Bubble trouble brewing for shiny China penny stocks

By Clement Tan

HONG KONG, Oct 9 (Reuters) – When it comes to mainland Chinese stocks this year, small is hot.

Up nearly 80 percent in 2013, Shenzhen-listed penny stocks have outperformed a moribund broader market in a big way. But fears are growing that the market is looking ripe for a correction.

Retail investors chasing outsized returns have aggressively pushed small-cap stocks higher, which is much harder to do on large-cap stocks. There are signs that institutional investors are also in the game, prodding penny stocks to record highs.

However, concerns are growing that stock valuations have gone too far ahead of earnings.

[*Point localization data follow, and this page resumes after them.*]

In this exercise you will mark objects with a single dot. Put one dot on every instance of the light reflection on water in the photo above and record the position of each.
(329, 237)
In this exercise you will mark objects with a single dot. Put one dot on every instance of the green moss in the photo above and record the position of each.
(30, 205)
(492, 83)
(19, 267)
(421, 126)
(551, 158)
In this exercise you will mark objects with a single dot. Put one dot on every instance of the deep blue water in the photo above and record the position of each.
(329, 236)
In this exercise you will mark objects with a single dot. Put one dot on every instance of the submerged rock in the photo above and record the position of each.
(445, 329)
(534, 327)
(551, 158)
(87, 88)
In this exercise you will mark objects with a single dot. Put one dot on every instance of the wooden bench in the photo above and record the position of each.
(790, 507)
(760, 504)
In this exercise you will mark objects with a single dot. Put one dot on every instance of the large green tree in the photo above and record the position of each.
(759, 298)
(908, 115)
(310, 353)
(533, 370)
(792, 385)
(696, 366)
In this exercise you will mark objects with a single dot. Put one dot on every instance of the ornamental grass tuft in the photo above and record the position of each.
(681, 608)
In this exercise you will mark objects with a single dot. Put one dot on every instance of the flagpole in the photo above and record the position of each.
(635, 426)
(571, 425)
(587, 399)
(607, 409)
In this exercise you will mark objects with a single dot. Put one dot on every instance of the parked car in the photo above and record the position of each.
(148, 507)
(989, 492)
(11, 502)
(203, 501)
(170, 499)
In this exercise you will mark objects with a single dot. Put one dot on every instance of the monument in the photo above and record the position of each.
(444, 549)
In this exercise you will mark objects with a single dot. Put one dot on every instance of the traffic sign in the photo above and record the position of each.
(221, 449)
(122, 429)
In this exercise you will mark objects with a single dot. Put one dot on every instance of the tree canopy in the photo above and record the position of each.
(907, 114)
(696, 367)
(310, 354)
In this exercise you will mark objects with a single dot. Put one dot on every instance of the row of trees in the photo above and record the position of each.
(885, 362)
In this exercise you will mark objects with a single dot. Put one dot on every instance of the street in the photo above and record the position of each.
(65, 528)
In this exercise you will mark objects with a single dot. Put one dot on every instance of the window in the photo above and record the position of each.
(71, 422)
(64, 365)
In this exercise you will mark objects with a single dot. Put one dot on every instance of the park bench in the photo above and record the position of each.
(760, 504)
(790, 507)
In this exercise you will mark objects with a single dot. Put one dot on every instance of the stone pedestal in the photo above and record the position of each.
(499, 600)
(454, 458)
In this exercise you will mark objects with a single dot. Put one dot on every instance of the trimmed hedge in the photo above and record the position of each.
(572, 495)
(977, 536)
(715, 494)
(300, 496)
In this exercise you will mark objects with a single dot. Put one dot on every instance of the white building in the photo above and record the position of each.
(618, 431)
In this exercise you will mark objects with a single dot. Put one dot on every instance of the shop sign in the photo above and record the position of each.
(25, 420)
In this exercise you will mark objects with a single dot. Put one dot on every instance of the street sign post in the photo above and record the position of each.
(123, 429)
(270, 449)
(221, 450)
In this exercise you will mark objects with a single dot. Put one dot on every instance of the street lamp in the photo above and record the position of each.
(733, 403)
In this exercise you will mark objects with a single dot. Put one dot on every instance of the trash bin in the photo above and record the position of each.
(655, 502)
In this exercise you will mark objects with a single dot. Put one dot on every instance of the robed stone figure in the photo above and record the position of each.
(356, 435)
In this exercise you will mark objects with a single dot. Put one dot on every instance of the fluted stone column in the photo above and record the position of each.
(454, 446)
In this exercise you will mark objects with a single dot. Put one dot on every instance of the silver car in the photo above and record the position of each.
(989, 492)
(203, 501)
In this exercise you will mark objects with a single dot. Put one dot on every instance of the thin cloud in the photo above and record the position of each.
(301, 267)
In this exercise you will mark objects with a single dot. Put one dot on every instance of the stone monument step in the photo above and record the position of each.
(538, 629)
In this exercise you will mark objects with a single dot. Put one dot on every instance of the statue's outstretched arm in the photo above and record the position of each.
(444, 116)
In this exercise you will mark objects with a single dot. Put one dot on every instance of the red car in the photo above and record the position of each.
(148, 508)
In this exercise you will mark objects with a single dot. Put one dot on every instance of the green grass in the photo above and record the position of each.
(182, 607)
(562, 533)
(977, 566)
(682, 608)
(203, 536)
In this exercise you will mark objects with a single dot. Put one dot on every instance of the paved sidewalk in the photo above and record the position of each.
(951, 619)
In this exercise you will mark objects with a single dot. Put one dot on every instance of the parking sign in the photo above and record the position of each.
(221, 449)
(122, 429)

Investors would also be disappointed if their high expectations of major economic reforms are not met when the ruling Communist Party holds its key policy meeting in November.

The Nasdaq-styled ChiNext Composite Index of mainly high growth, high tech counters listed in Shenzhen and only came into being in 2010, is now trading at 55 times its price-to-earnings (PE) ratio.

This is almost four times the 14.8 times PE ratio that the CSI300 of the biggest Shanghai and Shenzhen A-share listings, which is down about 3 percent on the year. Mid-cap counters have also similarly outperformed.

“It’s definitely a bubble for some of these small-caps, but not true for all of them,” Heather Hsu, CLSA-Fortune Securities A-share strategist, told an investment conference in Hong Kong late last month.